Commodities fell for a fourth straight session, nearly erasing this year’s gains, after elections in France and Greece showed voters rejecting austerity and fueled concern that raw-material demand will slow.
The Standard & Poor’s GSCI Spot Index had its worst run since August, losing as much as 1.3 percent to 645.29, the lowest level since Dec. 30. The gauge, which tracks 24 raw materials, settled down 0.2 percent at 4:04 p.m. in New York, paring gains this year to 1.1 percent. Crude oil fell as much as 3.2 percent to $95.34 a barrel, the lowest since Dec. 20.
Commodities retreated in March, April and this month on concern that the European debt crisis may endanger the global recovery. Slowing expansion in China and worse-than-expected job growth in the U.S. also spurred declines. In March, Goldman Sachs Group Inc. cut its three-month commodities outlook to neutral, warning that economic growth was likely to soften.

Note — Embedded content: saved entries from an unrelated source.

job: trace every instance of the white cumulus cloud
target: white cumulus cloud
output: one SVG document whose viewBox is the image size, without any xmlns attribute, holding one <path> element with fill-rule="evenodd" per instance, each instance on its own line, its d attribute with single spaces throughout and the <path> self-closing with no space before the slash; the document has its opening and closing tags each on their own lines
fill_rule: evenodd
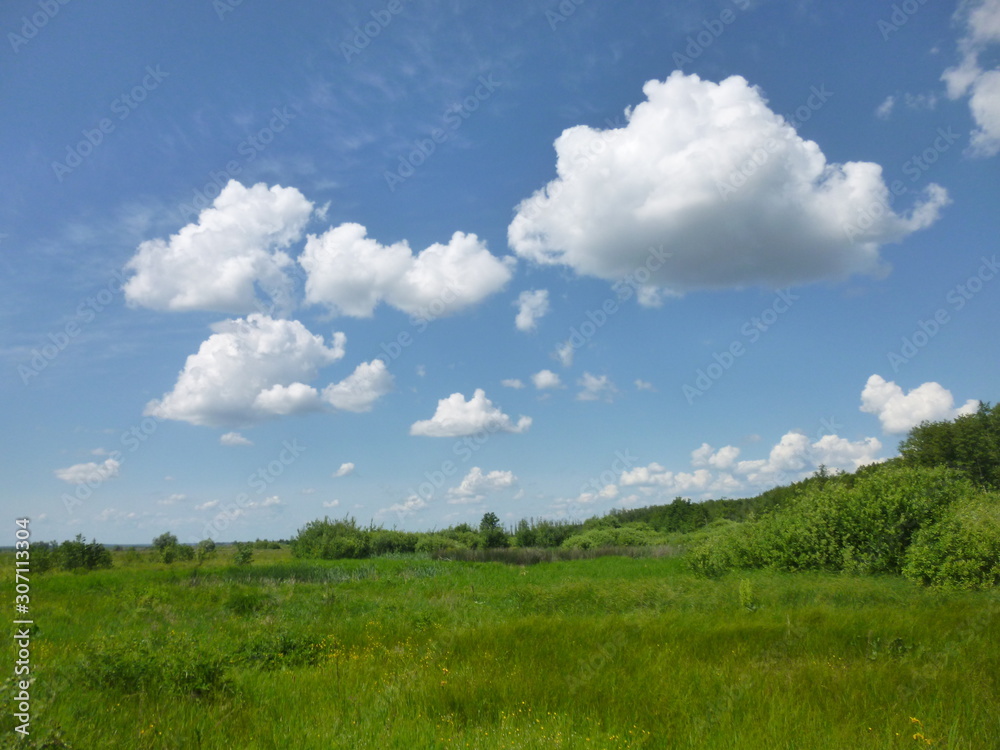
<svg viewBox="0 0 1000 750">
<path fill-rule="evenodd" d="M 308 237 L 299 258 L 307 302 L 358 318 L 385 302 L 432 319 L 481 302 L 512 276 L 513 259 L 500 260 L 474 234 L 455 232 L 416 255 L 405 240 L 382 245 L 367 235 L 360 224 L 341 224 Z"/>
<path fill-rule="evenodd" d="M 103 463 L 74 464 L 65 469 L 56 469 L 55 475 L 58 479 L 69 484 L 85 484 L 106 482 L 114 479 L 121 471 L 121 463 L 113 458 L 109 458 Z"/>
<path fill-rule="evenodd" d="M 974 414 L 979 402 L 969 399 L 956 409 L 955 397 L 940 383 L 924 383 L 909 393 L 891 380 L 872 375 L 861 392 L 861 411 L 874 414 L 889 435 L 908 432 L 924 420 L 936 422 Z"/>
<path fill-rule="evenodd" d="M 287 308 L 286 269 L 294 261 L 284 249 L 302 236 L 312 211 L 295 188 L 230 180 L 197 222 L 139 245 L 125 265 L 133 272 L 125 299 L 154 310 L 243 314 L 259 307 L 257 286 Z"/>
<path fill-rule="evenodd" d="M 524 388 L 524 383 L 522 383 L 519 378 L 507 378 L 506 380 L 501 380 L 500 385 L 502 385 L 504 388 L 514 388 L 514 389 Z"/>
<path fill-rule="evenodd" d="M 517 330 L 534 331 L 538 327 L 538 321 L 549 311 L 549 290 L 521 292 L 514 304 L 517 306 L 517 315 L 514 317 Z"/>
<path fill-rule="evenodd" d="M 531 417 L 519 417 L 515 423 L 477 388 L 468 401 L 461 393 L 453 393 L 438 401 L 430 419 L 414 422 L 411 435 L 424 437 L 463 437 L 480 432 L 525 432 L 531 427 Z"/>
<path fill-rule="evenodd" d="M 260 313 L 212 326 L 214 333 L 187 358 L 174 388 L 150 401 L 145 413 L 196 425 L 252 424 L 269 417 L 324 409 L 364 411 L 391 385 L 377 360 L 358 366 L 321 395 L 308 385 L 319 370 L 344 356 L 346 337 L 330 346 L 297 320 Z"/>
<path fill-rule="evenodd" d="M 581 125 L 556 139 L 558 176 L 508 228 L 519 256 L 631 276 L 652 304 L 661 291 L 882 272 L 879 247 L 929 226 L 948 201 L 931 185 L 897 214 L 878 164 L 828 162 L 740 76 L 675 71 L 643 91 L 624 127 Z M 830 95 L 817 90 L 813 103 Z"/>
</svg>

“The market is not happy with the sudden increase in uncertainty,” said Jeremy Friesen, a commodity strategist at Societe Generale SA, referring to the election outcomes in Europe. “We expect China to continue to weaken near term, the U.S. is still going through this funk, Europe is in recession, and now you overlay some policy uncertainty.”
Crude-oil futures for June delivery fell 0.6 percent to settle at $97.94 on the New York Mercantile Exchange. Energy, including crude oil, gasoline and natural gas, accounts for 70.5 percent of the S&P GSCI, according to weightings on Standard & Poor’s Ratings Services’s website for Dec. 30. Most markets in London are closed today for a holiday.
Corn dropped for the first time in three sessions on speculation that weekend rain and forecasts for warm weather this week will boost U.S. yield potential. Corn futures for July delivery fell less than 1 percent to $6.20 a bushel on the Chicago Board of Trade, while soybean futures dropped 0.8 percent to settle at $14.6575 a bushel.
Cotton futures for July delivery fell 1.5 percent to 86.67 cents a pound in New York, the fourth straight decline, marking the longest slide since April 5.
Payrolls in the U.S., the world’s largest economy, climbed by 115,000 in April, the smallest gain in six months and less than the median economist forecast of 160,000, Labor Department data showed on May 4.
In France, Socialist Francois Hollande was elected president, defeating incumbent Nicolas Sarkozy. Hollande’s platform calls for policies German Chancellor Angela Merkel opposes, including a delayed deficit-reduction effort.
In Greece, voters flocked to anti-bailout parties in parliamentary elections, calling into question the country’s ability to impose the measures needed to guarantee its future in the euro. The euro fell to the lowest level in more than three months, losing as much as 1 percent to $1.2955.
“There are major concerns about the euro,” said Marito Ueda, a senior managing director in Tokyo at FX Prime Corp., a currency margin company. “People aren’t feeling good about austerity measures, which are the crux to a resolution of Europe’s debt problems.”
China’s economy grew 8.1 percent in the first quarter, the slowest pace in almost three years, as officials extended a clampdown on the housing market. Premier Wen Jiabao in March set an annual target of 7.5 percent, the least since 2004.
The S&P GSCI has declined 9.1 percent since reaching a 10-month high on March 1. While Brent crude, copper, gold and soybeans remain higher this year, wheat, corn and raw sugar have declined.
Goldman Sachs reaffirmed its neutral near-term stance on commodities last month, citing European debt concerns and slowing U.S. growth. Over 12 months, the bank forecast a 13 percent return and kept an “overweight” recommendation.